With Clemson facing fourth-and-24, Williams could stand still no longer. Gold helmet in hand, he turned to the students in the stands and screamed, ”Let’s go!”
The wait ended soon after, as the defense sealed the win on the next play to lock up a 47-40 thriller and send those students racing onto the field in one of the signature moments of the season so far. Williams was one of the heroes, finishing with 140 rushing yards and three touchdowns, sprinting 65 yards for the first one and adding two more in OT.
”We know what we can do,” Williams said. ”We always talk about, it’s us versus us. Whenever we’re on the field, we know we need to play to our standard, rise to our standard.”
Williams rose to a new standard on Saturday night. His rushing yards alone were more than Clemson had been allowing all season (99.9 per game) and he equaled the number of rushing TDs the Tigers had given up in the opening seven games of the season.
Williams might have been the difference between playing Clemson and beating Clemson. He scored on Notre Dame’s first and last offensive plays of the game, averaged 6.1 yards per carry and added a number of blocks in blitz pickups.
Through seven games, Williams’ 740 rushing yards rank eighth in the nation. It’s far cry from his freshman year, a redshirt season that saw him rush for 26 yards in four games.
”It wasn’t my time to play, so I accepted that role,” he said. ”I just needed another year to mature and become a more developed football player.”
Although Williams didn’t mind that redshirt delay, this breakout season is years in the making. His mother, Taryn, has watched Williams’ progression from a hopeful Irish recruit to the team’s lead running back.
”For so many years, we just waited for this moment,” Taryn Williams said. ”We all believed and knew and had confidence that this was God’s plan for him.”
Through those years, Williams visited Notre Dame multiple times, including for a football camp he received as a Christmas gift from his grandparents during his freshman year of high school in St. Louis. The following year, Williams quit baseball to focus on football, which had always been his passion.
That passion was nurtured in driveways of his neighborhood, where Williams and his 17-year-old sister, Grace, frequently played football with friends.
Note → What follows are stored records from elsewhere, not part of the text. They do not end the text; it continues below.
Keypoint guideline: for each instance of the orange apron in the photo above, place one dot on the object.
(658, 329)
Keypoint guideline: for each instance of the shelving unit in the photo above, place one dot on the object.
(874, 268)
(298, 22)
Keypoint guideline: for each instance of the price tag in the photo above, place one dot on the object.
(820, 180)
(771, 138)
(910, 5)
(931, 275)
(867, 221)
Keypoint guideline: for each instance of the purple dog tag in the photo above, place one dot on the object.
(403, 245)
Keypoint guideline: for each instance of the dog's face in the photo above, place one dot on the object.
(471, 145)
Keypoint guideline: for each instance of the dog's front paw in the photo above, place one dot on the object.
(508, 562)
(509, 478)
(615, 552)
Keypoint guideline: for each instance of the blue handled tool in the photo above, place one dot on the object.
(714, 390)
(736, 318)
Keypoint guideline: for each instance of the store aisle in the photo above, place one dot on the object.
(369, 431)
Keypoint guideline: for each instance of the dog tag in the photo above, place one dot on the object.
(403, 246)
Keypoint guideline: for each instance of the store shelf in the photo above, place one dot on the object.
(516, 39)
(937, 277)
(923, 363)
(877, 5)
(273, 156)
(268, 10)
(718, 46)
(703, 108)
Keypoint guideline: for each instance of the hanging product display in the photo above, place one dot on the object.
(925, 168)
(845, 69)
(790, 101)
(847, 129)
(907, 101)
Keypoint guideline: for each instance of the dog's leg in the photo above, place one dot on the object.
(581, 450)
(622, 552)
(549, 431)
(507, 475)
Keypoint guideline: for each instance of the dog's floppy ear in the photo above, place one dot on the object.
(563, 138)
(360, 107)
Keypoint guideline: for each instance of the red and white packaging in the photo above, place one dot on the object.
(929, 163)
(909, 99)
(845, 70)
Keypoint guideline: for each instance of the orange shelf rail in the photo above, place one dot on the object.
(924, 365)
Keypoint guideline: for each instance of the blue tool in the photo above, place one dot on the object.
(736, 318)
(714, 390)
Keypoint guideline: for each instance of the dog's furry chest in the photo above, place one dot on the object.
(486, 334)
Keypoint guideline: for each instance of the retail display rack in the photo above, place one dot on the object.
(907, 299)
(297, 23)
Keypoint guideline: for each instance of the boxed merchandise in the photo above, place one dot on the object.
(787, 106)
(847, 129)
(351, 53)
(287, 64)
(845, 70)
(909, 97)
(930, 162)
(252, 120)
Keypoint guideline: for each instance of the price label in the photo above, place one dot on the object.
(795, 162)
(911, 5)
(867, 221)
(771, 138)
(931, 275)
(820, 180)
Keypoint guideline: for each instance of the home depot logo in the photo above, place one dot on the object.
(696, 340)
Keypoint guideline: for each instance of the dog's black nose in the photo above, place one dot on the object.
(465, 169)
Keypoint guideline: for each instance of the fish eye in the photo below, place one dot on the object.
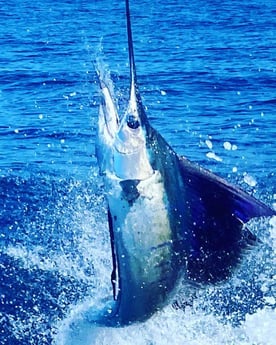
(132, 122)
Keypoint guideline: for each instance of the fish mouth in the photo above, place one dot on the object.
(122, 140)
Grace, who committed to play college lacrosse at Missouri Western, said the siblings have always embraced a competitive mindset.
”There was no going easy on each other,” she said. ”I always feel like whenever we’re together, there’s always something that one of us has to win.”
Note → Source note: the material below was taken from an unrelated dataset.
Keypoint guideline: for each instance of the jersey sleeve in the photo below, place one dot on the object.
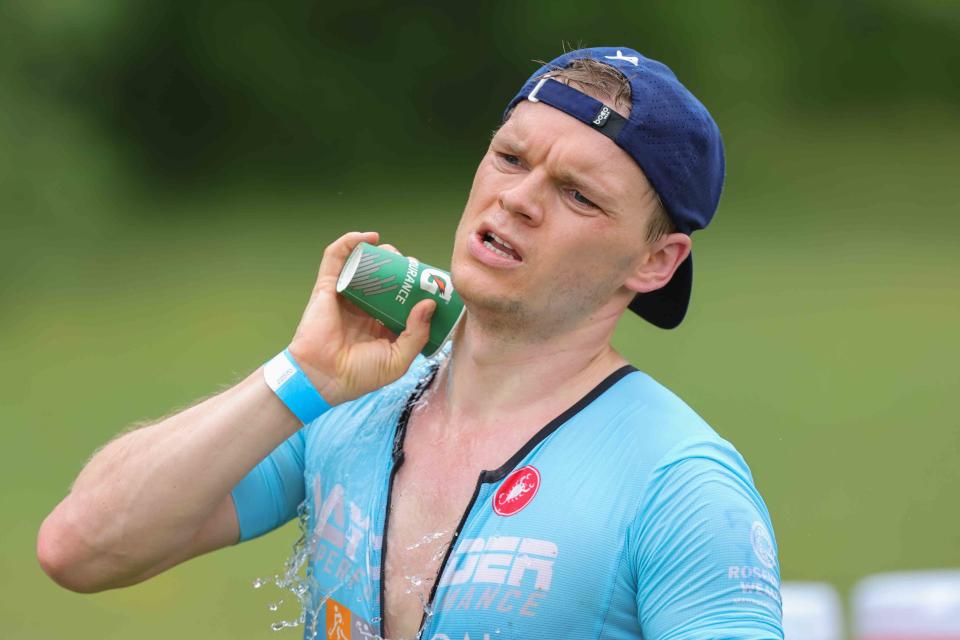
(704, 553)
(269, 495)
When Williams and his teammates won the biggest game of his career on Saturday, his mother and sister – as well as some of his childhood friends from St. Louis – were in Notre Dame Stadium to see it.
”My daughter and I on that first big play were channeling all of our energy down there, and then all of the sudden, he’s off with the ball,” Taryn Williams said. ”We were just extremely excited.”
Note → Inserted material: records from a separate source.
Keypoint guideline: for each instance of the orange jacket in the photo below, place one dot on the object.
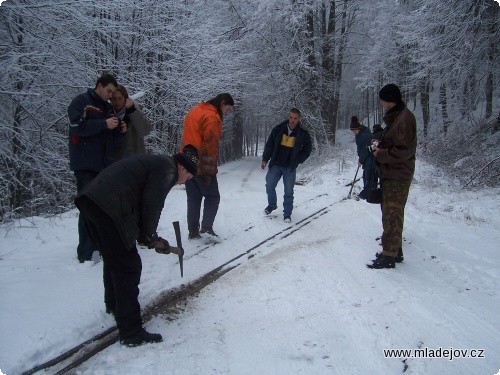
(202, 129)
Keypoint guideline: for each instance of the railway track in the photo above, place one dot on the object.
(167, 303)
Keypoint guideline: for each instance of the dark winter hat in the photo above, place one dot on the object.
(188, 159)
(390, 93)
(355, 123)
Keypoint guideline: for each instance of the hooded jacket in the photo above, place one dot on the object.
(301, 149)
(92, 146)
(203, 129)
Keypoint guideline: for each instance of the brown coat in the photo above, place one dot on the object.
(398, 146)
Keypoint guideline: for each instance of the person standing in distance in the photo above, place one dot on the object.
(395, 154)
(203, 129)
(363, 138)
(288, 146)
(138, 126)
(94, 136)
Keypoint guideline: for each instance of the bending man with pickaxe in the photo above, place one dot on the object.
(123, 205)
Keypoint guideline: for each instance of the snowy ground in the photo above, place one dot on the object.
(304, 304)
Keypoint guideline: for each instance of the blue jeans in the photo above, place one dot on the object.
(196, 190)
(85, 247)
(273, 176)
They watched as Williams’ dreams continued to come true for another week, dreams that included a childhood fascination with Notre Dame’s gold helmets. Next up is a visit Saturday to Boston College (5-3, 4-3 ACC) as Williams and the Fighting Irish (7-0, 6-0) pursue a playoff berth.
”We know we have to play to the highest level throughout the rest of this season” Williams said. ”We’re just excited for this win, but it’s another win. We’ve got to keep going.”